26th August 2022, 14:29

@wswartzendruber,

thanks for confirming that, just like let's say 97% of the programmers "and similar",
you are exceedingly narrow-minded and just an elaborate tr0ll.

You like to believe you are "logical", "rational" :rolleyes: + "well-informed", but evidently you are neither.

{{
"Must Follow Standards freezes the Cybernetic Sector into existing functionality. In some cases, e.g., ASCII that's an undeniable good ... for a while. ASCII has a range of coding to support teleprinters. Who the heck uses teleprinters these days? But there they sit, hogging space that these days could be used for other, more important, purposes.
It's possible to state ASCII is obsolete; it was designed for 8 bit systems in a 64 bit world."

The technological change over the past 40 years continues today. Much of it is not reaching the consumer market because of existing "standards," e.g., WinTel. And the fact 95% of the people on the software side know bugger-all about hardware, its design, architectural trade-offs between hardware and software, and hardware/software integration.
Putting it simply, COMPUTER SYSTEMS AVAILABLE IN 2013 ARE SQUARELY BASED ON THE LIMITATIONS OF 1975 HARDWARE USING PARADIGMS AND HEURISTICS DEVELOPED IN 1956.

source: https://eurotrib1.eurotrib.com/comments/2013/6/7/05318/71420/2
}}

TRUTH: computer systems available in 2013 are squarely based on the limitations of 1975 hardware using paradigms and heuristics developed in 1956.

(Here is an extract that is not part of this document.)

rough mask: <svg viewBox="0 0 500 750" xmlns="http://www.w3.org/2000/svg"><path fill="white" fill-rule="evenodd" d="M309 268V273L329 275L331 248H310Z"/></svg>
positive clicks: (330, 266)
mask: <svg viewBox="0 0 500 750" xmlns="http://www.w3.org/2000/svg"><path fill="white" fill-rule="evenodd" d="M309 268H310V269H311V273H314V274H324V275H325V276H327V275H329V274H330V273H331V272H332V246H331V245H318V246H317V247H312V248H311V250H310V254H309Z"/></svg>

But according to you and several other computer ""scientists"" :rolleyes: and software ""engineers"" :rolleyes: ,
the actual problem is the people who stick to Windows 7 or Windows XP because "they hate progress" :rolleyes: and are unable to see how much Micro$oft plus the inventors of Python and Qt are soooo good-intentioned and always know what it's the best for every user. :)

filler56789

26th August 2022, 14:43

If you want to store text in a binary form that's not an image, you need an encoding.

And why is that?
It's because "things have been designed so".
ASCII and programming languages which use English keywords are not a natural phenomenon. This is what I said and meant.
Yes, it would be possible to create hardware, firmware and software designed to make no distinction between "text" and "machine-bytes". After all, nobody uses mechanical typewriters anymore, and the computers of today should not be designed for serving the American businessmen from the 50s.
But you regard certain human limitations created by human conventions as "facts of Nature".
*shrugs*

wswartzendruber

26th August 2022, 16:23

Yes, it would be possible to create hardware, firmware and software designed to make no distinction between "text" and "machine-bytes".
Don't let me stop you from explaining how this would work...

filler56789

26th August 2022, 18:06

IF ↑↑you↑↑ were actually smart, you would already know that I won't read your smart-a§§ed reply because I had already sent you to my IgnoreList. :)

wswartzendruber

26th August 2022, 18:09

With all that settled, we can move on.

I'm going to create some reference implementations of STF-7 in at least a few languages:

1. Java
2. C#
3. C

Java and C# I'm pretty clear on, but how to do this in C has some obvious hurdles to overcome.

Namely: Has anyone ever encountered a platform that doesn't define uint32_t?